« Mon loisir passe avant mon job » : rencontre avec ces salariés passionnés

22 juil. 2021

7min

« Mon loisir passe avant mon job » : rencontre avec ces salariés passionnés
auteur.e
Coline de Silans

Journaliste indépendante

Si la vie ne tourne pas uniquement autour du travail, et heureusement, force est de constater que ce dernier occupe la majeure partie de notre temps, physique comme mental. Difficile d’ignorer ses soucis de boulot, ou de passer ses journées à des tâches parfois peu gratifiantes quand on sait que nous y passons environ 8 heures par jour selon l’Insee. Pour que ce temps passé soit le plus agréable possible, beaucoup décident de faire converger centres d’intérêt et boulot, voire de faire de leur passion un métier. D’autres, au contraire, prennent le parti de se ménager du temps pour s’épanouir en parallèle du travail, dans leurs activités de loisirs. Mais comment gérer quand son hobby est plus prenant que son boulot, et que l’on ne souhaite pas, ou que l’on ne peut pas, en faire un métier ? Arnaud, Margaux, Guillaume et Nathalie ont tous les quatre une passion dévorante en parallèle de leur métier, qu’ils ont dû apprendre à conjuguer avec leur vie professionnelle. Chacun nous raconte les sacrifices auxquels il a dû consentir pour conjuguer travail et hobby, et comment leur vie professionnelle s’articule, tant bien que mal, autour de leur passion.

Des passions dévorantes

Aujourd’hui, vivre de sa passion est un Graal pour nombre de salariés qui refusent de passer la majeure partie de leur vie à travailler pour un domaine qui ne fait plus sens pour eux. Mais le chemin est parfois tortueux pour en arriver là. Tous les hobbys ne se prêtent effectivement pas à une activité professionnelle, et lorsque c’est le cas, la précarité peut vite guetter.

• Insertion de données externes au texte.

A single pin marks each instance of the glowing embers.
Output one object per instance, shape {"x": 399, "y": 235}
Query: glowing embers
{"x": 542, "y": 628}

Nathalie, la cinquantaine, a toujours su qu’elle voulait chanter. Depuis son plus jeune âge, cette passionnée de scène enchaîne spectacles, performances, et comédies musicales, avec des hauts, et parfois, des bas. « J’ai fait ma première comédie musicale aux Folies Bergères, à l’âge de 26 ans. J’ai tout de suite su que c’était ça que je voulais faire, pour moi rien d’autre ne comptait. Pour gagner ma vie entre deux spectacles, je faisais un boulot d’hôtesse car je suis trilingue. J’ai eu de très beaux moments, j’ai été prise pour la comédie musicale Le Roi Lion, on se produisait face à 2 000 personnes chaque soir, j’ai été choriste pour de très grands noms de la chanson, fait pas mal de télés, de scènes… La musique c’est une activité précaire, entre les CDD il faut faire rentrer de l’argent. J’ai comblé avec de l’intérim, j’ai été prof de chant en contractuelle… On m’a même proposé des CDI à de nombreuses reprises, mais je n’ai jamais voulu, car c’est la scène qui m’anime, ça ne me quittera pas. »

Dans le domaine artistique, vivre de sa passion passe souvent par faire une croix sur une certaine forme de stabilité, a fortiori depuis que le Covid est passé par là, mettant à mal un secteur déjà fragile. « Avec la crise sanitaire, tout a été interrompu. Les groupes de chant et les ateliers que j’animais ont été arrêtés, les cours ont été suspendus… j’ai été impactée de plein fouet, soupire Nathalie. Parfois je me dis que j’aurais pu avoir une vie plus stable mais ça aurait été au détriment de mon bien-être. La scène c’est quelque chose de vital pour moi, ce n’est pas un choix. Quand je m’éloigne de ça, c’est ma vie entière qui n’a plus de sens. »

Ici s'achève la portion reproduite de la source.